A production-grade Streaming Feature Pipeline + Real-time ML Inference system for CTR (Click-Through Rate) prediction. Built with Python, Docker Compose, Redpanda (Kafka-compatible), Redis, Postgres, FastAPI, Prometheus, and Grafana.
┌─────────────────┐
│ Producer │
│ (synthetic │
│ clickstream) │
└────────┬────────┘
│ events.raw
▼
┌──────────────┐ ┌──────────────────────────────────────────────┐ ┌─────────────────┐
│ Redpanda │◄───│ Stream Processor │───►│ Redis │
│ (Kafka API) │ │ • Deduplication (Redis) │ │ • Online store │
└──────┬───────┘ │ • Rolling windows (sorted sets) │ │ • Dedup store │
│ │ • Feature computation │ └────────┬────────┘
│ │ • Bayesian CTR smoothing │ │
│ └──────────────────────────────────────────────┘ │
│ │ │ │
│ │ features.online │ INSERT │
│ ▼ ▼ │
│ ┌──────────────┐ ┌──────────────┐ │
│ │ Postgres │ │ Inference │◄───────────┘
│ │ (offline) │ │ (FastAPI) │ GET features
│ └──────┬───────┘ └──────┬───────┘
│ │ │
│ │ │ POST /predict
│ │ ▼
│ │ ┌──────────────┐
│ │ │ Clients │
│ ▼ └──────────────┘
│ ┌──────────────┐
│ │ Trainer │
│ │ (offline LR) │
│ └──────────────┘
│
│ Prometheus scrapes
▼
┌──────────────┐ ┌──────────────┐
│ Prometheus │─────►│ Grafana │
└──────────────┘ └──────────────┘
event_id(UUID)event_type:"impression"or"click"ts(epoch milliseconds)user_id,item_id,session_iddevice,country
timestamp,user_id,item_id,session_idfeatures: dict of numeric features
| Feature | Description | Window |
|---|---|---|
| user_impressions_1m | User impression count | 1 min |
| user_clicks_1m | User click count | 1 min |
| user_ctr_10m | Bayesian CTR: (clicks+1)/(impressions+11) | 10 min |
| item_impressions_10m | Item impression count | 10 min |
| item_clicks_10m | Item click count | 10 min |
| item_ctr_1h | Bayesian CTR | 1 hour |
| time_since_last_click_user | Seconds since user's last click | - |
| session_events_5m | Session event count | 5 min |
| hour_of_day | 0–23 | - |
| day_of_week | 0–6 | - |
- Docker & Docker Compose
- Git
cd streaming-ml-platform
docker compose up --buildThis starts:
- Redpanda (Kafka) on 9092
- Postgres on 5432
- Redis on 6379
- Producer (continuous synthetic events)
- Processor (stream processing)
- Inference (FastAPI) on 8000
- Prometheus on 9090
- Grafana on 3000
Allow ~60 seconds for all services to become healthy.
Health check:
curl http://localhost:8000/healthPredict (CTR probability):
curl -X POST http://localhost:8000/predict \
-H "Content-Type: application/json" \
-d '{"user_id": "u0", "item_id": "i0"}'Example response:
{
"probability": 0.05,
"model_version": "1.0.0",
"cold_start": false
}Prometheus metrics:
curl http://localhost:8000/metricsThe trainer builds a logistic regression model from Postgres events and saves it to models/model.pkl.

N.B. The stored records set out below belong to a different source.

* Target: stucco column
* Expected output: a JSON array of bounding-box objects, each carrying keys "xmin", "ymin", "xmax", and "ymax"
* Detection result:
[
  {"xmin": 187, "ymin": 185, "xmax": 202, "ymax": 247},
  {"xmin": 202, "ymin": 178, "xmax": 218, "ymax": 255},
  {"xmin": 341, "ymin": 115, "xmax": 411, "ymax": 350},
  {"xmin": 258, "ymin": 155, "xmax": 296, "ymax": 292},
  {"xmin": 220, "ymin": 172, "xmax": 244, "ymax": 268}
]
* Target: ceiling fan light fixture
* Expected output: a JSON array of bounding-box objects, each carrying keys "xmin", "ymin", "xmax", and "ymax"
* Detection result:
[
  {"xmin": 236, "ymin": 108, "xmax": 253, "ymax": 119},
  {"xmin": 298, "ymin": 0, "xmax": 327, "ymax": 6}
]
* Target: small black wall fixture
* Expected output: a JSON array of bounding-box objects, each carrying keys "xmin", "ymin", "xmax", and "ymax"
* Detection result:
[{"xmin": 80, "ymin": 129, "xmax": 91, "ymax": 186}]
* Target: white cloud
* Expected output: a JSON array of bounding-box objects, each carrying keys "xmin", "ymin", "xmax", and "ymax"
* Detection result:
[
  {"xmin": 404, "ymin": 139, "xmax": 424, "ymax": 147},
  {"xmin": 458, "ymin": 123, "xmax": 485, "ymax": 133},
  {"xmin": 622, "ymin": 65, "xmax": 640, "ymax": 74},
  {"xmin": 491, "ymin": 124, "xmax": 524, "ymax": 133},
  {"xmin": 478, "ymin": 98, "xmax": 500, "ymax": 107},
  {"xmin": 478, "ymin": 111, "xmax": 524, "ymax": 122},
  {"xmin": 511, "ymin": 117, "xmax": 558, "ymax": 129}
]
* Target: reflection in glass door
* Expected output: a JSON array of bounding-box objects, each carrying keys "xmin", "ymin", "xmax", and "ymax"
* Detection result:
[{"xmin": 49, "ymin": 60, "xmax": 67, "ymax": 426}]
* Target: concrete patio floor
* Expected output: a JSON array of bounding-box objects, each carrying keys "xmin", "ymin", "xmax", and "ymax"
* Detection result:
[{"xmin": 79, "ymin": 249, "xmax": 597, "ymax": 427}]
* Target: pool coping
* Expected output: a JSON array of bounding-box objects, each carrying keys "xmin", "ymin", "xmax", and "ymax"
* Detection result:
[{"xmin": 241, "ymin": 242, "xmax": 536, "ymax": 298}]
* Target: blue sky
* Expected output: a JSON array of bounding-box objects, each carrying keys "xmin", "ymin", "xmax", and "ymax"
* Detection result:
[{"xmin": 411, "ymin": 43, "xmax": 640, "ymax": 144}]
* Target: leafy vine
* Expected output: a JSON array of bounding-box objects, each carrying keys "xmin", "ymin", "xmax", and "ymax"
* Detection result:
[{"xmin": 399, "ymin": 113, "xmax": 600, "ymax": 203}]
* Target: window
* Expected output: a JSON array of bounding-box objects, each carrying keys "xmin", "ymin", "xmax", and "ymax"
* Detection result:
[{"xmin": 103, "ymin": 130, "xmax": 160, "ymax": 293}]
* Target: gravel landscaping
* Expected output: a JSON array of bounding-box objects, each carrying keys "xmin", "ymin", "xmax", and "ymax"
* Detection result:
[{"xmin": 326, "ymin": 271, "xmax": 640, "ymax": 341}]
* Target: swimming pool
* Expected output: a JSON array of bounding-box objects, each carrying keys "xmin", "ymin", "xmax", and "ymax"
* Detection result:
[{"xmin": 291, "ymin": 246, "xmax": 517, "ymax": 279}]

# Ensure producer and processor have run for a while to populate Postgres
# Then run trainer with the "training" profile:
docker compose --profile training run --rm trainerTo train on a specific time range:
docker compose --profile training run --rm -e TRAIN_START_TS=1738454400000 -e TRAIN_END_TS=1738540800000 trainerThe model and metrics are written to models/. Restart the inference service to pick up the new model:
docker compose restart inference- Open http://localhost:3000
- Login:
admin/admin - Navigate to Dashboards → ML Platform Overview
The dashboard shows:
- Inference request latency (p95)
- Stream processor throughput
- Inference request rate
- Deduplication skips
-
Event rate: Configure via
EVENTS_PER_SEC(default: 5)EVENTS_PER_SEC=50 docker compose up --build
-
Producer: Generates non-uniform user/item distributions for meaningful features
-
Processor: Deduplication and rolling windows use Redis; Postgres receives raw events
-
Inference: Fetches features from Redis; returns baseline (0.05) on cold start
For load testing the inference endpoint:
# Install hey or use Apache Bench
hey -n 1000 -c 10 -m POST -d '{"user_id":"u0","item_id":"i0"}' \
-H "Content-Type: application/json" http://localhost:8000/predictLinux/macOS:
chmod +x scripts/smoke_test.sh
./scripts/smoke_test.shWindows PowerShell:
.\scripts\smoke_test.ps1The smoke test waits for inference to be healthy, allows events to flow, then calls /predict and verifies the probability is between 0 and 1.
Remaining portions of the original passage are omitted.